Di sekitar masjid, juga dibangun kompleks pemakaman sebagai tempat peristirahatan terakhir raja dan keluarganya serta para wali. Bangunan makam ini dibuat lebih tinggi dari tanah untuk menandakan kedudukan mendiang yang berbeda dengan rakyat biasa. Makam tersebut lazimnya terawat dengan baik dan pada kesempatan-kesempatan khusus akan ramai diziarahi oleh masyarakat luas, tidak hanya dari keturunannya langsung.
Contoh arsitektur lainnya yang terpengaruh akulturasi kebudayaan adalah pembangunan keraton sebagai tempat tinggal raja. Keraton di daerah Jawa dan Sumatera adalah perpaduan antara budaya Islam dengan Hindu-Buddha. Kebudayaan Hindu-Buddha dijumpai pada ornamen-ornamen yang menghiasi gapura di sekeliling keraton, sementara pada gerbang terdapat ragam ukiran yang dipahat dalam bahasa Jawa.

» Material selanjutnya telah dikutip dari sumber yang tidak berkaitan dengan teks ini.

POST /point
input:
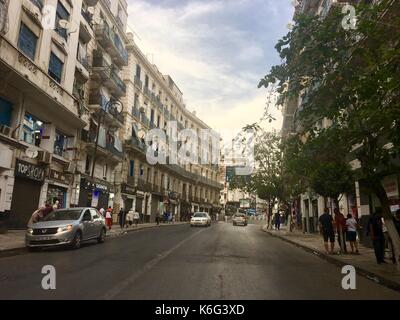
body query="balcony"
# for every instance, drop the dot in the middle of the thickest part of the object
(104, 35)
(136, 112)
(119, 53)
(144, 185)
(136, 144)
(104, 149)
(108, 77)
(147, 92)
(138, 83)
(99, 102)
(38, 4)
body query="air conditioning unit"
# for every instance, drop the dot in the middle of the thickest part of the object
(70, 167)
(44, 157)
(6, 130)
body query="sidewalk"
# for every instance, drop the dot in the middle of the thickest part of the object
(365, 263)
(14, 240)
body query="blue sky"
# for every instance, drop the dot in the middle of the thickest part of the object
(215, 50)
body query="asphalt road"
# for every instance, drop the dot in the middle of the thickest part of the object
(179, 262)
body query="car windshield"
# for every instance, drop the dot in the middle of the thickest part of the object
(200, 215)
(63, 215)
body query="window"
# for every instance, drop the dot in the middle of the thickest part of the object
(61, 14)
(5, 112)
(60, 143)
(32, 130)
(152, 116)
(132, 168)
(27, 41)
(55, 67)
(138, 71)
(87, 164)
(105, 171)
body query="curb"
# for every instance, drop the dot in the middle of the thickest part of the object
(121, 233)
(360, 271)
(23, 250)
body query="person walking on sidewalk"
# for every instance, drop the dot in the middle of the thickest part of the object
(158, 217)
(136, 217)
(375, 232)
(340, 223)
(102, 212)
(277, 221)
(351, 234)
(122, 218)
(129, 218)
(327, 231)
(109, 218)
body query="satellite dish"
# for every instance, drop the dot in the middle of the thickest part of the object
(64, 24)
(31, 153)
(91, 10)
(142, 134)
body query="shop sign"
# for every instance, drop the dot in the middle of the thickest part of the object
(391, 187)
(60, 176)
(128, 189)
(27, 170)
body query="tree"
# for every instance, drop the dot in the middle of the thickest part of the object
(352, 78)
(266, 179)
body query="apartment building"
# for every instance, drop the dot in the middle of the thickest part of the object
(77, 98)
(102, 47)
(309, 205)
(40, 118)
(154, 101)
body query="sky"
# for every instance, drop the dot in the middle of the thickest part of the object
(216, 51)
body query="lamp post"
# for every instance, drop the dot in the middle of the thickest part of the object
(112, 104)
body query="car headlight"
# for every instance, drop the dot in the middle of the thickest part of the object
(63, 229)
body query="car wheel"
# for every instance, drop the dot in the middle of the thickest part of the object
(102, 237)
(77, 241)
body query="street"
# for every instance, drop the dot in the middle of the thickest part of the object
(179, 262)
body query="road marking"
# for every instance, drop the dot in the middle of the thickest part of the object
(148, 266)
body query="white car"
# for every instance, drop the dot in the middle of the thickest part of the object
(200, 219)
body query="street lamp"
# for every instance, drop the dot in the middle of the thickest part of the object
(115, 106)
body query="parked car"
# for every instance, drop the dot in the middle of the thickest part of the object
(66, 227)
(239, 219)
(200, 219)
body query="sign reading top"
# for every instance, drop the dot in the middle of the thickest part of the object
(29, 171)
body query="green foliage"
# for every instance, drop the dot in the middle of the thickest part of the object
(352, 78)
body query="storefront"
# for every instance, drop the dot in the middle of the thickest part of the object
(58, 188)
(95, 193)
(156, 200)
(128, 196)
(28, 183)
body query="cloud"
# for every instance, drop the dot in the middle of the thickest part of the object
(215, 50)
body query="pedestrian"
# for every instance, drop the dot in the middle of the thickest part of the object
(396, 221)
(42, 212)
(136, 217)
(122, 218)
(56, 205)
(375, 232)
(277, 221)
(327, 230)
(102, 212)
(129, 218)
(340, 224)
(351, 233)
(158, 217)
(109, 218)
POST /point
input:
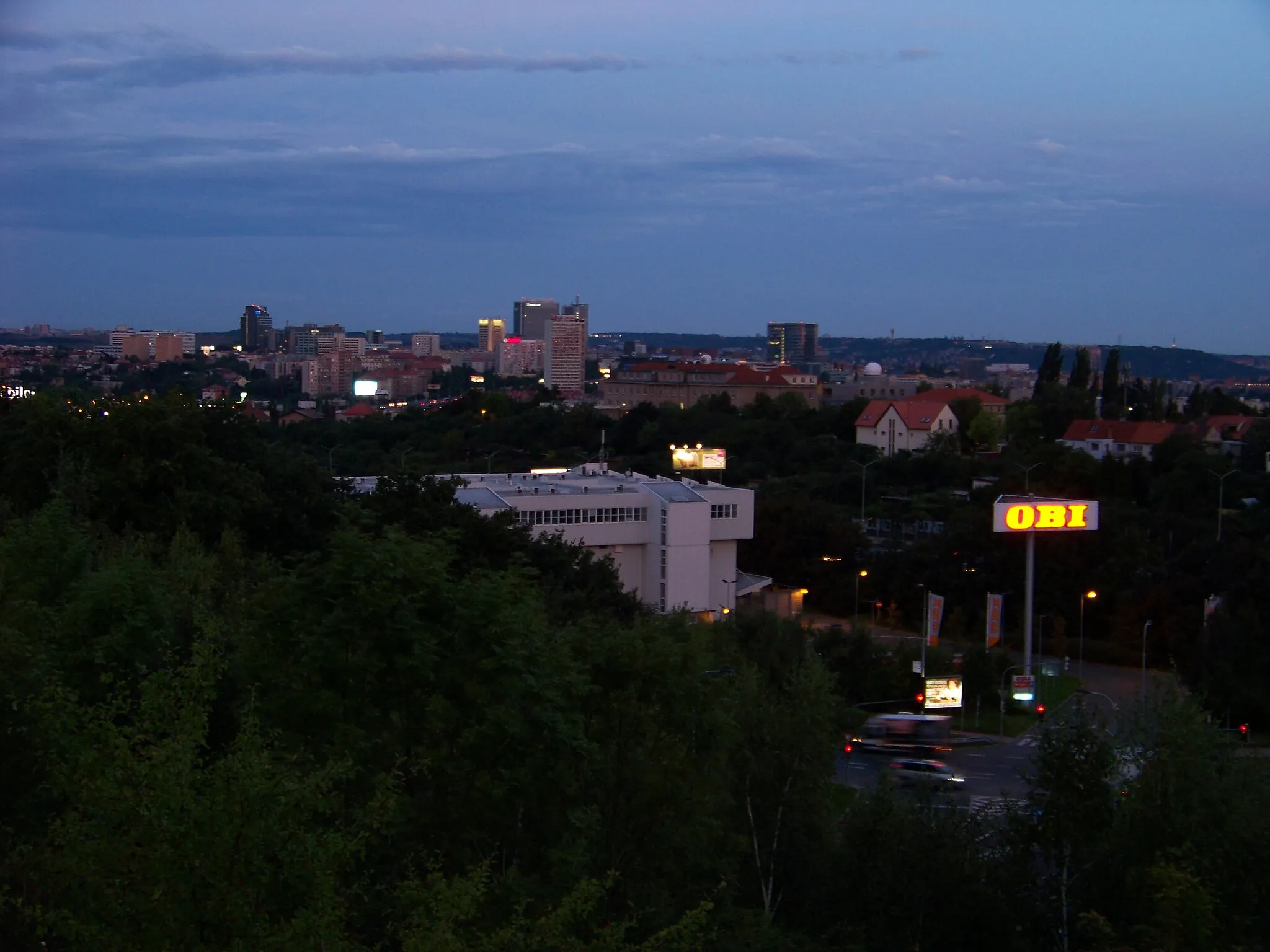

Seni pahat adalah salah satu bagian dari ciri arsitektur yang mengalami akulturasi dengan kebudayaan setempat. Seni pahat diyakini berasal dari daerah Jepara, Jawa Tengah dan mulai dipakai untuk menghiasi bangunan ketika dibangunnya Masjid Mantingan di Jepara. Berkurangnya pengaruh Hindu-Buddha di Indonesia turut mengubah bentuk pahatan masyarakat setempat. Dari semula berbentuk gambar menjadi pahatan yang berbentuk kaligrafi atau seni tulisan indah huruf Arab tanpa garis.